"Una antica leggenda narra che sia possibile mangiare il cibo anche senza fotografarlo prima" è un simpatico meme che ogni tanto circola sui social network per stigmatizzare l'ormai diffusissima moda (o piaga, a seconda dei punti di vista) di immortalare il nostro pasto e condividerlo su Instagram, Pinterest, Facebook e simili.
Presto però tutto ciò potrebbe rappresentare un tassello fondamentale nel mondo della ricerca grazie ad un nuovo progetto che Google ha presentato di recente al Rework Deep Learning Summit di Boston: Kevin Murphy, research scientist per l'azienda di Mountain View, ha svelato Im2Calories, un sistema in grado di calcolare le calorie di un alimento o di un piatto semplicemente analizzandone la foto.
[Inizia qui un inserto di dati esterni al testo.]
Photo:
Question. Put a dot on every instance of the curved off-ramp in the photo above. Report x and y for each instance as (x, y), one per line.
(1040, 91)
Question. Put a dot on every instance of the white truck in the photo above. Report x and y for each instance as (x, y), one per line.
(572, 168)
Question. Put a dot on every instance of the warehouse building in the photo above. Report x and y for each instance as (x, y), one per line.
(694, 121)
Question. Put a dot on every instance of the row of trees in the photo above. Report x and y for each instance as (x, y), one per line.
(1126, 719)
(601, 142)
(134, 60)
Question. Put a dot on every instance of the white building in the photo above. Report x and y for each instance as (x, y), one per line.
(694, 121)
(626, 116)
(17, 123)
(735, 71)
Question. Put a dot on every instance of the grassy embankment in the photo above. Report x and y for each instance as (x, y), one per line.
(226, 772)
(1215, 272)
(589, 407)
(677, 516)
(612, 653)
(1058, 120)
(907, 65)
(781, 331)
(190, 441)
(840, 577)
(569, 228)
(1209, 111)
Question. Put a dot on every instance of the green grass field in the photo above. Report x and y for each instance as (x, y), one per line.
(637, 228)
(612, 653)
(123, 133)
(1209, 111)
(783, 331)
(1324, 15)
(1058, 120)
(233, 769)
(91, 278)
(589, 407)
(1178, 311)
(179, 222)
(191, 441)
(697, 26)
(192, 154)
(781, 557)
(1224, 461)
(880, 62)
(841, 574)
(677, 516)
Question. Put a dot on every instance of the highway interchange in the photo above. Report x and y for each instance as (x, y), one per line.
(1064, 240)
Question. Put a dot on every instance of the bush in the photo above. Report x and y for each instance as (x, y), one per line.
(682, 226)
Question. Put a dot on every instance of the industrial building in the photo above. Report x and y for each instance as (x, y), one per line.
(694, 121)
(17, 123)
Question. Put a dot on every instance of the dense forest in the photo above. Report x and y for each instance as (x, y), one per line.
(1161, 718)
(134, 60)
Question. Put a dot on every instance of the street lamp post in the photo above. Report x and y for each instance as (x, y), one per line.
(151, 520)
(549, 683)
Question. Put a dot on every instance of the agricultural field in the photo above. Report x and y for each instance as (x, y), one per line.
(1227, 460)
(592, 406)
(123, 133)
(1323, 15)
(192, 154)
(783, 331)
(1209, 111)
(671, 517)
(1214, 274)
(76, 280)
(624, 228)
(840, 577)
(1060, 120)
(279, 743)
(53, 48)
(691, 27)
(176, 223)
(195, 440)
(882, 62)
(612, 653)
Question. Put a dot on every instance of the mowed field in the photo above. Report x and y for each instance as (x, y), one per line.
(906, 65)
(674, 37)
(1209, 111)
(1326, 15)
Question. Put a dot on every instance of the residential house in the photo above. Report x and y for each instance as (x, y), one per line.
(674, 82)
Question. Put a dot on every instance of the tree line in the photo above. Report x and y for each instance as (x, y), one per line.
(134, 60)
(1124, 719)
Basandosi su algoritmi di deep-learning, tecniche di analisi visuale e di riconoscimento di pattern, il sistema riconosce gli alimenti presenti in un piatto, li relaziona tra loro e con il piatto di portata per stimarne le dimensioni e infine ne calcola le calorie. Murphy spiega che l'idea di base è mettere a punto un sistema che permetta di semplificare la stesura di un diario alimentare, senza che sia necessario dover inserire manualmente in un'app i dettagli di tutto ciò che mangiamo specie quando vi sono parametri di difficile misurazione (ad esempio quando si è fuori casa) come la quantità assunta. Il sistema prevede inoltre la possibilità di intervento dell'utente, il quale potrà correggere l'applicazione qualora non riuscisse ad identificare con esattezza un alimento.
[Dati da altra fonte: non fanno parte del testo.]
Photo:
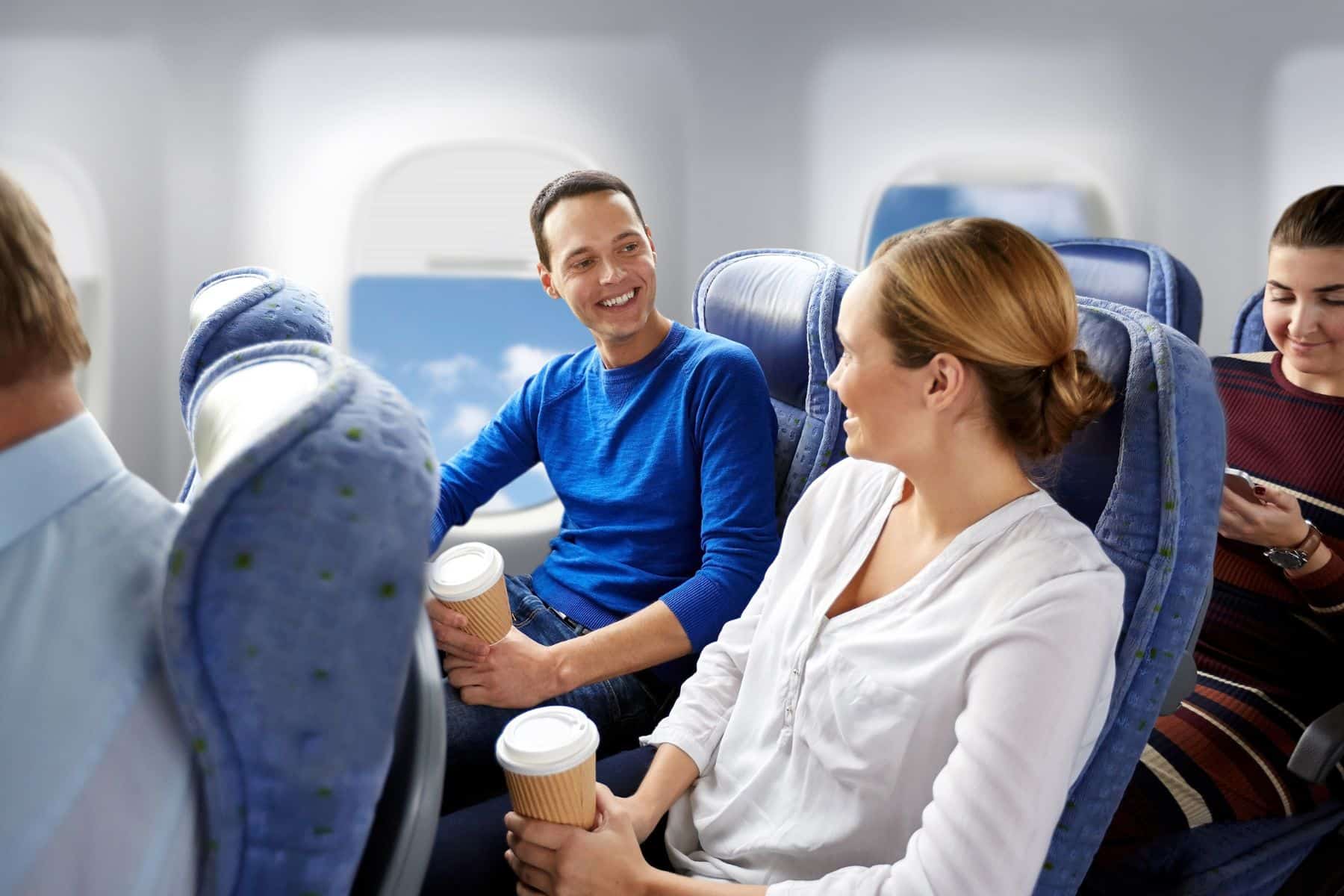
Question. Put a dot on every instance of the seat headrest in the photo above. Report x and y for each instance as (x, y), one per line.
(238, 410)
(1048, 211)
(1137, 276)
(783, 305)
(292, 595)
(1249, 334)
(246, 307)
(777, 302)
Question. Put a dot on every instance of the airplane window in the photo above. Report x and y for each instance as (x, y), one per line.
(445, 301)
(457, 347)
(1048, 211)
(70, 208)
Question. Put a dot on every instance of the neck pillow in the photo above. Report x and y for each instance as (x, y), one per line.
(292, 595)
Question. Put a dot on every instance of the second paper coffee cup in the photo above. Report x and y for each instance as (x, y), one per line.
(470, 578)
(549, 756)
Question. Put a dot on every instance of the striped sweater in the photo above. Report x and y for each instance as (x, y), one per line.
(1269, 655)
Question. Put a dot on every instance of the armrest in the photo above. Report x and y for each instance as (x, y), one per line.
(1320, 747)
(1183, 682)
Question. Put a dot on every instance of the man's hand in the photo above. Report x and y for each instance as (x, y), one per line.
(515, 673)
(450, 632)
(1276, 524)
(559, 860)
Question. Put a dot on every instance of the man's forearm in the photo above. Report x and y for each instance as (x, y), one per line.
(660, 883)
(643, 640)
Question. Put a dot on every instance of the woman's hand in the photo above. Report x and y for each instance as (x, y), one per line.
(1276, 524)
(558, 860)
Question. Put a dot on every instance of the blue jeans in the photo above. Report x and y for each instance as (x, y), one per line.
(623, 709)
(470, 847)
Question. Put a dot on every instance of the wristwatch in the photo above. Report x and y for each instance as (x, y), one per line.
(1296, 556)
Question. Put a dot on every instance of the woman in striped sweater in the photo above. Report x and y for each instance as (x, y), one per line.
(1269, 655)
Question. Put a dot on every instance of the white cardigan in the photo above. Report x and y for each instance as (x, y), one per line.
(921, 743)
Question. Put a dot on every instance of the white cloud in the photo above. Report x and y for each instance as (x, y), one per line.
(447, 374)
(497, 504)
(523, 361)
(468, 421)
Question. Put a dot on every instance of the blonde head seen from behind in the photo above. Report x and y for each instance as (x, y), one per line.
(999, 300)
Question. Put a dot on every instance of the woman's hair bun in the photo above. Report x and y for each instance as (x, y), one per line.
(1074, 395)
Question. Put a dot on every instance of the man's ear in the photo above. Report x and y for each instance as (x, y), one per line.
(544, 276)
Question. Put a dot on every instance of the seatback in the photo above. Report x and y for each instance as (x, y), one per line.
(292, 598)
(783, 305)
(1249, 334)
(238, 308)
(1050, 211)
(1136, 274)
(1147, 477)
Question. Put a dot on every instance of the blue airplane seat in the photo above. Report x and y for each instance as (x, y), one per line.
(1137, 274)
(238, 308)
(1148, 479)
(1048, 211)
(293, 633)
(783, 305)
(1249, 334)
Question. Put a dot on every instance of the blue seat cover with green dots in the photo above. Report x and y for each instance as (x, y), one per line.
(783, 305)
(1148, 479)
(273, 311)
(292, 594)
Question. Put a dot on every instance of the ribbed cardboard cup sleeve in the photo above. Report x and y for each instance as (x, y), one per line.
(487, 615)
(564, 798)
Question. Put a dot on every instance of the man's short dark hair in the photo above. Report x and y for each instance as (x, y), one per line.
(1315, 220)
(577, 183)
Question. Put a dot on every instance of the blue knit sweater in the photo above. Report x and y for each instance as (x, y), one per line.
(665, 469)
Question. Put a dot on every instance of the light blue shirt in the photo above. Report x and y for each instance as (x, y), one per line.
(97, 785)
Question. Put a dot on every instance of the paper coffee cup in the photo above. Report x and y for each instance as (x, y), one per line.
(549, 756)
(470, 578)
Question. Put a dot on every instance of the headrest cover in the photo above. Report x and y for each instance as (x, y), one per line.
(270, 309)
(1048, 211)
(292, 595)
(1139, 276)
(777, 302)
(241, 408)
Lo scopo della realizzazione dei sistemi deep learning è far sì che sia possibile ridurre il tempo speso ad "istruire" un software per migliorarne le prestazioni: nel caso specifico Im2Calories identifica un hamburger perché i pixel nell'immagine sono caratterizzati da pattern e ricorrenze che richiamano quelli riscontrati in altre foto di hamburger e non perché qualcuno abbia a priori "insegnato" al programma come fare per riconoscere un hamburger. Da ciò si evince, inoltre, che il sistema aumenta la propria accuratezza quanto più viene utilizzato, sia in termini di tempo effettivo, sia in termini di base utenti. E l'ulteriore aspetto interessante è la possibilità di utilizzare comunissimi scatti e fotografie senza dover ricorrere ad immagini ad alta risoluzione.
"Per me è ovvio pensare che le persone vogliano davvero tutto ciò e che questo sia realmente utile. Forse riusciremo a ridurre l'introito di calorie del 20%, ma non ha molta importanza. Inizieremo invece ad avere una media settimanale, mensile o annuale e possiamo iniziare a relazionare tra loro informazioni provenienti da vari e differenti individui per poter tracciare una serie di statistiche. I miei colleghi che lavorano nel campo epidemiologico e della salute pubblica vogliono davvero tutto questo" ha commentato Murphy.
Il progetto è per ora solo in fase sperimentale e non è dato sapere quando e se verrà reso di pubblico dominio. In realtà gli sviluppi di questo genere di tecnologia possono essere di tutt'altra portata e anche di maggior utilità alla stessa Google. Murphy infatti suggerisce: "Se possiamo fare questo con il cibo, abbiamo una killer app. Possiamo supporre, ad esempio, di effettuare analisi di scenari stradali: non vogliamo dire se ci sono auto in un dato incrocio, ma magari enumerarle, capire la loro direzione, analizzare il traffico e prevedere quali parcheggi saranno liberi. Tutto questo si impara analizzando i dati: la tecnologia è la stessa, basta cambiare i dati di origine".